Ways of Differentiating Metals
- Form in room temperature: Mercury is a liquid, other metals are solids.
- Radioactivity: some metals are radioactive (although there aren't many in nature as most radioactive metals have decayed).
- Alkali: Some metals are highly reactive and alkaline, whereas others, such as noble metals (gold, silver and copper for example) are barely reactive.
Properties of the Metal Lattice
- The metal lattice is held together by a metal bond.
- The metal lattice is a strong bond, which is what gives metals their structural durability.
- In the solid state, metals form lattice: a regular repeating structure which is held together by a metal bond.
- This lattice causes the melting temperatures of metals to be rather high (other than mercury).
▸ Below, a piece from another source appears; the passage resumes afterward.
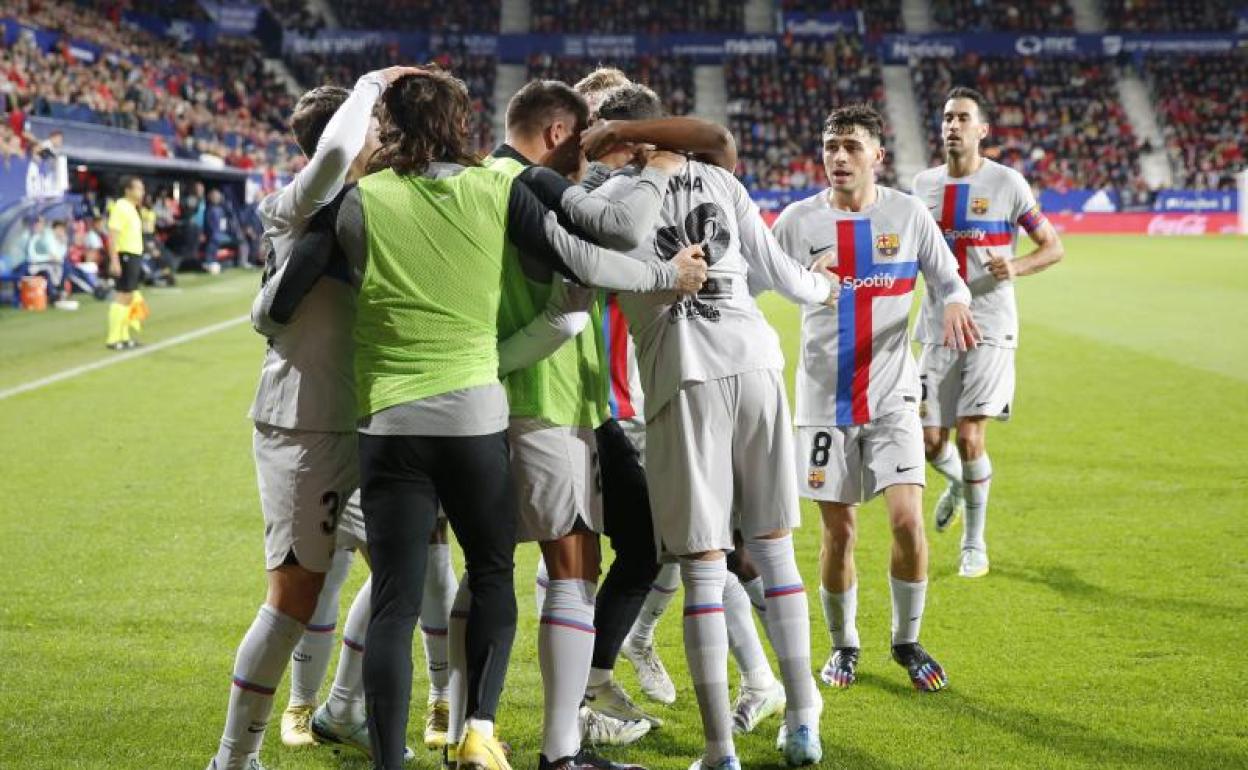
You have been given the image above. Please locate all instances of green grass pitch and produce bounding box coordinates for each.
[1,235,1245,769]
- The lattice is held together with strong bonds which are hard to break.
- Metals are good conductors of heat and electricity because of their lattice.
- Heat causes thermal vibration in the tightly-knit lattice structure, which flows along the metal. This causes effective conduction.
- Due to their lattice, which can shift without breaking, metals are ductile and malleable. This means that they can be shaped and bent without breaking.
- Because of the delocalized electrons, the repulsive nature of the cations does not cause the structure of the metal lattice to break when shifted.
- Light is reflected from a smooth metal surface and the metal appears shiny.
- When visible light hits the surface of a metal, it cause the delocalized electrons to excite.
- When the excited state is released, the energy is released as visible light, which we see as reflections on the surface of the metal.
- Part of the light is observed in the dense metal lattice, this causes the opacity of metals, as wavelengths of visible light do not pass through this dense lattice.